The phrase widow’s mite has made its way into the English language. It often refers to something small that displays a tremendous generosity of spirit. The widow gave a very small amount of money to the temple treasure, but in giving that very little, she was giving everything she had to live on.

Jesus shows her to his own disciples as an example of a wonderful generosity of spirit. Jesus often encouraged his disciples to learn from people who were not his disciples.

This woman who gave everything was a figure of Jesus who was soon to give everything on the cross. This seemingly insignificant widow reminds us that there are saints in our midst that we don’t often notice.

While we judge people by what they possess, Jesus measures us on the basis of our inner motives and the intentions hidden behind our actions. He evaluates us on the basis of the sacrifices we make for others and on the degree of our surrender to His holy will, gifts that cost us more than just opening our purses.

We cannot love God without loving our neighbor

Posted in homily by frtonys on June 3, 2021

In today’s Gospel, Jesus is asked a question that is vital to our relationship with God. One. A Jewish scribe comes up to Jesus and asks him, “Which is the first of all the commandments?” There were a lot of rules and regulations in the Jewish religion at that time. He wanted to know which one was the most important.

In his answer Jesus gave more, he gave the first and second commandment, the first being to love God with all our heart, soul, mind and strength, and the second being to love our neighbor as ourselves. In that way Jesus was showing that these two commandments are inseparable.

We cannot love God without loving our neighbor, and in loving our neighbor we are also, loving God. Yet, the two commandments are not on the same level, one is first and one is second. It is the love of God that is to be primary in our lives. We owe the greatest devotion to God.

As Jesus says , “Seek first the kingdom of God.” God as revealed in Jesus is to be our greatest love. If we are caught up into a loving relationship with God, it will overflow into a love of all those that God loves, and our love for other people will reflect something of God’s love for them.

This means we have to help, support, encourage, forgive, and pray for everyone without regard to color, race, gender, age wealth, life style,social status, intelligence, education or charm.

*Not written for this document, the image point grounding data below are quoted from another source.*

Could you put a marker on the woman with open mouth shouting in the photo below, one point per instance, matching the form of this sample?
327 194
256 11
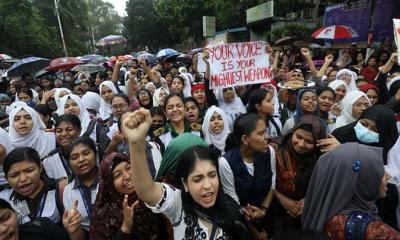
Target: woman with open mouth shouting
55 163
82 156
32 194
198 208
174 109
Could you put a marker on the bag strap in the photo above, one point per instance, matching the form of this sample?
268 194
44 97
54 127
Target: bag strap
213 230
60 197
90 128
356 225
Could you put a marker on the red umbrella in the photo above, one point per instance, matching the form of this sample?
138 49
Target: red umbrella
65 63
335 32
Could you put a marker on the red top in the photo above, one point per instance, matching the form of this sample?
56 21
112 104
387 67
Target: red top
375 229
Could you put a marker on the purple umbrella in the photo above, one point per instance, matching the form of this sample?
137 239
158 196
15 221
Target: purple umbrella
111 40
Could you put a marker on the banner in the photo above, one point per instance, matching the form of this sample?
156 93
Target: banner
236 64
201 65
396 30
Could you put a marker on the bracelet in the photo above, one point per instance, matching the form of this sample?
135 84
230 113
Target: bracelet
264 209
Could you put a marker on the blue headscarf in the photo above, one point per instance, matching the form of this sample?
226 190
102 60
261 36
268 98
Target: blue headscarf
299 111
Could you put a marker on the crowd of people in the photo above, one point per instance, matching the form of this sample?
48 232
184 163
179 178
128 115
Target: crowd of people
149 151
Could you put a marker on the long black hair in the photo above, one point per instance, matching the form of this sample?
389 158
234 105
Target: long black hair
226 212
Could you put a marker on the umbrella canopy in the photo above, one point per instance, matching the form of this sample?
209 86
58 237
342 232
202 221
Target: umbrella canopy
196 51
168 52
27 65
287 40
335 32
5 57
136 54
151 58
111 40
128 57
89 68
90 57
64 63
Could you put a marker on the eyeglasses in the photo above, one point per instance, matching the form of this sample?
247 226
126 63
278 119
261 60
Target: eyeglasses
119 107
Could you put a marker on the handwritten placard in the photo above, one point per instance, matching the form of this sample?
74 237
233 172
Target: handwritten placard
201 65
235 64
396 30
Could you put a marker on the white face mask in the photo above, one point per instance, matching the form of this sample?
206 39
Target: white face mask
365 135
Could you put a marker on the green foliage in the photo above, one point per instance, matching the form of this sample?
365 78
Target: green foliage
30 27
104 19
291 29
143 27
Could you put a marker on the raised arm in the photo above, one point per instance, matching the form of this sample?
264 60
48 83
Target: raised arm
117 67
147 70
328 61
135 127
307 56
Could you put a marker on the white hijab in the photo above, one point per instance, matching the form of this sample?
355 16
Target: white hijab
188 86
347 104
83 113
91 100
105 108
232 109
352 86
275 99
218 140
156 96
57 94
35 96
337 83
38 139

As Mary did for Elizabeth We should convey Jesus to others.

Posted in homily by frtonys on May 31, 2021

Today’s Gospel, tells us how two seemingly insignificant women met to celebrate the kindness and fidelity of God.    In the Gospel, one definition of discipleship is to listen to God’s word and then carry it out. Mary did both.   The incident also shows us how sensitive Mary was to the needs of Elizabeth, her older cousin, who had miraculously become pregnant in her old age.

Mary, carrying Jesus and filled with the fire and empowering of the Holy Spirit, hurried to the mountain country where Elizabeth lived, thereby conveying the Holy Spirit to her cousin and her child.  Like all good Jews, Mary was prompted in everything she did by her commitment to God’s word in her life.

The paradox of blessedness.  Blessedness confers on a person both the greatest joy and the greatest task in the world.   Mary was granted the blessedness and privilege of being the mother of the Son of God.  Yet, that was to be a sword to pierce her heart:  one day she would see her Son hanging on a cross.  So, to be chosen by God is often both a crown of joy and a cross of sorrow.  God does not choose us to give us a life of ease and comfort, but in order to use us for His purposes.

We should recognize the real presence of Emmanuel (God Is with Us) and say “yes” to Him: Christ continues to be present among his people. As Mary did for Elizabeth We should convey Jesus to others. We can make a real difference in the lives of others today by carrying Jesus to them. We can do this by offering them humble and committed service, unconditional forgiveness, and compassionate caring.